Çevik, "Genel çerçevede bakarsak özel öğretim kurumları şu anda ülkemiz eğitim sisteminde önemli, değerli bir yere sahiptir. Bütün devlet okullarına da örnek olacak okullarımız var. Serbest piyasa koşulları çerçevesinde eğitim ve kalite odaklı özel okulların ayakta kalacağını öngörüyoruz.
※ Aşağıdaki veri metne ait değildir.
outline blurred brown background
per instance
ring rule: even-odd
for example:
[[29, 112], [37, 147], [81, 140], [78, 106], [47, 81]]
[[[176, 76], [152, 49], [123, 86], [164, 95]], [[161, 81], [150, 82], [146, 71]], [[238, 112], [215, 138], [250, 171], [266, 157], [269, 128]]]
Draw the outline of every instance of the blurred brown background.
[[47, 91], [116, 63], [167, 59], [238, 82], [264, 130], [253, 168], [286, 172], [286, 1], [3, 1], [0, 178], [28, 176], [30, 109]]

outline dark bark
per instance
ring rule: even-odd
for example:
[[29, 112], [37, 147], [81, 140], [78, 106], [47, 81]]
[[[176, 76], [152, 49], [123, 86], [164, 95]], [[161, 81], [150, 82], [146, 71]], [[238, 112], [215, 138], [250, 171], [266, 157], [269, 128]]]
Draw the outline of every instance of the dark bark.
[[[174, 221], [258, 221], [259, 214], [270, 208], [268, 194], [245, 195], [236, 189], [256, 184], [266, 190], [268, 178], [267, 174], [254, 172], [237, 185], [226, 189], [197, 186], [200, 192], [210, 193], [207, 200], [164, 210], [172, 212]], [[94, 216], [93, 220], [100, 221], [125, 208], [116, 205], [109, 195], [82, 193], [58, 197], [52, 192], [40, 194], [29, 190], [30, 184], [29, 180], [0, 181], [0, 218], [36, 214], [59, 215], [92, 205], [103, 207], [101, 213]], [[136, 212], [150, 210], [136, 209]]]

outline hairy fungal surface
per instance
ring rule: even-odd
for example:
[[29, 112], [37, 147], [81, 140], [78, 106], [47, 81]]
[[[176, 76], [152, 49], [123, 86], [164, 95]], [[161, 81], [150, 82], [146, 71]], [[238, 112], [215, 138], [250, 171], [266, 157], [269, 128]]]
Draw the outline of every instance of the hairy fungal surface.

Yeni nesil eğitim modelinde akademik başarının gerekli olduğunu ancak tek başına yeterli olmayacağını savunan Çevik, şunları söyledi:
Akademik başarıya ek olarak İngilizce, bilişim, spor, sanat ve kişisel gelişim gibi becerilerle de donatılması gerekiyor. Bunların yanı sıra etik, üretim, girişim, oyun ve oyunlaştırma, mutluluk, sevgi gibi bazı kavram ve değerlerle yetiştirilmesi gerekiyor. Akademik başarı gerekli ama tek başına yeterli değildir. Yeterli hale getirebilmek için diğer beceri ve değerler de gerekiyor.